I think the toughest times to fly a jet are before sunrise. The sky isn’t pitch-black anymore — it becomes hazy and gray, and stays that way for several hours. This is made even worse by the fact that we were dead tired — all our adrenaline had run through our system, and we were just trying to get home.
The fourth and fifth refuelings of this long day took place in this pseudo-sunrise time of night. We hit tankers near Spain and near the Azores, the Portuguese islands, just to give us enough fuel to get across the Atlantic Ocean and home. Finally, the sun began to rise in the east as we pressed west. Three air refuelers showed up right on time for refueling No. 5. Fortunately, this refueling was uneventful — we got the fuel, got some attaboys from the guys in the tankers and were on our way home. All told, we had taken on more than 425,000 pounds of fuel during our five refuelings.
About two hours off the East Coast, we heard one of the sweetest sounds I’ll ever hear. We had talked all day to foreign controllers — Santa Maria Center, Shanwick control, Gander, Egypt control — I felt like we had been through the airborne "Tower of Babel." So you can imagine how wonderful it was when we heard, "Stealth 31, uh, this is New York Center, are you out there?"
A PROUD AMERICAN
Our original flight plan, after hitting Maine, had us going basically direct to Ohio, then to Missouri. Once we got closer to New York, however, we asked the air traffic controller if it was possible for him to vector us over the World Trade Center site and over the Statue of Liberty. He gladly obliged — he even let us drop down in altitude a bit.
I’ll never, ever forget the feeling, as we looked down the wing of our B-2 at downtown Manhattan and then at the Statue of Liberty and Ellis Island. I still get goose bumps every time I talk about it. No words are sufficient to describe what a great feeling that was. If you weren’t already proud to be an American, this moment would most certainly do the trick.
The few hours from New York to touch down at Whiteman Air Force Base seemed to fly by. We landed after more than 36 hours in the air. As we taxied in, hundreds of people awaited our return on the ramp.
The wing commander personally came up into the cockpit and congratulated us. Luckily, I had shaved and given myself a bath with a washcloth shortly before landing. It made me feel (and look) like a new man.
It was certainly gratifying to look into the weapons bays of our airplane and see them empty — all weapons dropped, mission success.

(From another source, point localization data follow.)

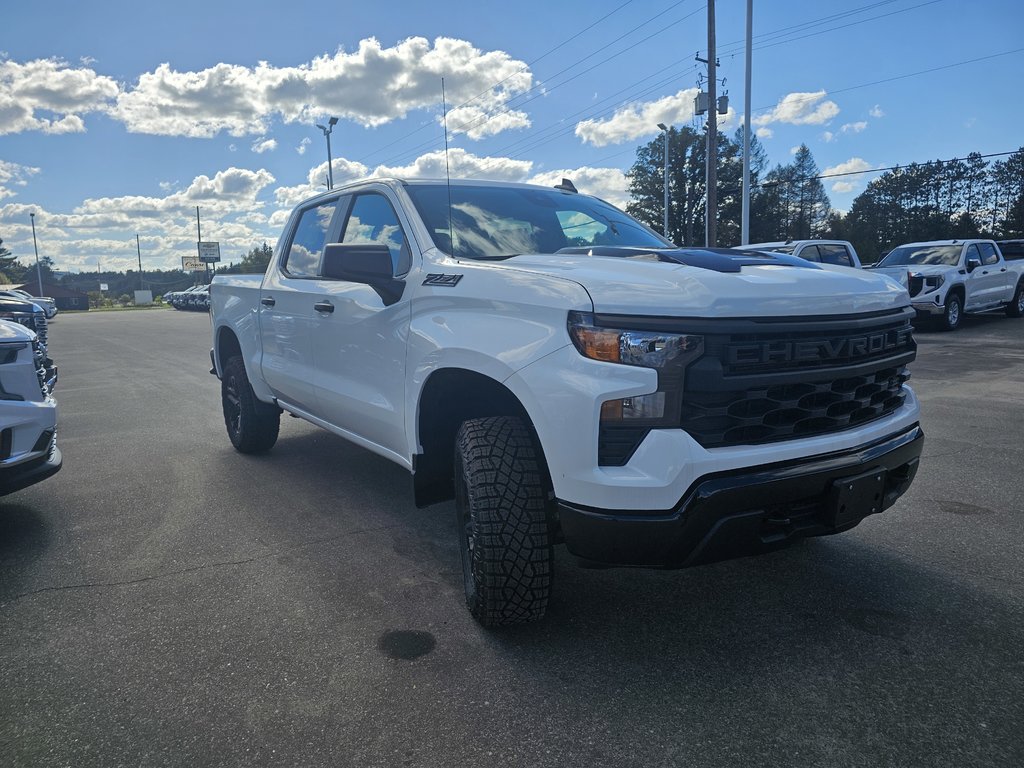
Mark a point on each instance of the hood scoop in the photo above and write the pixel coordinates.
(716, 259)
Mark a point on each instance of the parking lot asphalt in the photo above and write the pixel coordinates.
(165, 600)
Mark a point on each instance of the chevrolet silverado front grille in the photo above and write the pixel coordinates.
(797, 378)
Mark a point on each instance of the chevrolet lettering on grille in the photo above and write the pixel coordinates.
(819, 349)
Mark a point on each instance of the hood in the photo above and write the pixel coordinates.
(13, 332)
(648, 286)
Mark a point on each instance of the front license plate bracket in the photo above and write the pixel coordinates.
(854, 498)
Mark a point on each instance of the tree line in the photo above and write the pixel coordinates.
(940, 200)
(118, 284)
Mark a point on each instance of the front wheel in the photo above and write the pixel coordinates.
(502, 504)
(252, 425)
(953, 312)
(1016, 306)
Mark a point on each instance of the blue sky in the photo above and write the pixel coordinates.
(119, 118)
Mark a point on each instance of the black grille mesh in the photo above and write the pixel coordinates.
(765, 414)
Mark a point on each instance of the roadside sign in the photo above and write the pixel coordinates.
(209, 253)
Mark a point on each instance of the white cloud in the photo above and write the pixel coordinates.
(478, 123)
(462, 165)
(606, 183)
(48, 95)
(261, 145)
(371, 86)
(344, 170)
(104, 228)
(13, 174)
(849, 183)
(801, 109)
(637, 120)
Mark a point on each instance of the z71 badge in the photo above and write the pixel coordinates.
(446, 281)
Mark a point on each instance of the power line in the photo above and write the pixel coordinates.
(802, 179)
(815, 96)
(495, 85)
(528, 64)
(512, 105)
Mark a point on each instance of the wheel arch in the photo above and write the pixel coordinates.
(450, 396)
(226, 346)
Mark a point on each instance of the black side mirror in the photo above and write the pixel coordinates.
(367, 263)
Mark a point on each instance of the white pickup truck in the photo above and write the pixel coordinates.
(948, 278)
(567, 376)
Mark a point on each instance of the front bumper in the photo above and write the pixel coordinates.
(28, 473)
(928, 307)
(752, 511)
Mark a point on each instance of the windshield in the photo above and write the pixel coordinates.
(494, 222)
(948, 255)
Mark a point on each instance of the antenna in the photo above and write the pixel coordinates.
(448, 173)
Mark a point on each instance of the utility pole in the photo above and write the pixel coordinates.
(711, 213)
(665, 226)
(138, 248)
(39, 272)
(744, 217)
(199, 239)
(328, 130)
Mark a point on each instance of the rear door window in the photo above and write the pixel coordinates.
(988, 254)
(835, 254)
(810, 253)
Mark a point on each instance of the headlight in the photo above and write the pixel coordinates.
(669, 353)
(645, 348)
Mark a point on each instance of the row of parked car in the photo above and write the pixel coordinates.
(196, 298)
(48, 305)
(945, 279)
(29, 450)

It was also gratifying to see all the guys come out to the jet, shake your hand, ask about the flight. It was great to shake the crew chief’s hand — after all, it was his jet, we just took it out for a spin.
Those guys deserve a lot more credit than they get; it was their hard work that made that sortie happen.
What was most gratifying, however, was getting home to my wife and kids.
My three daughters ran up to greet me as they do every day.
They saw me leave on Friday in a flight suit, and come home on Sunday in a flight suit.
"Daddy, you’re back from work!" the girls shouted.
That’s right, girls. I went to work, I did my job and now I’m home.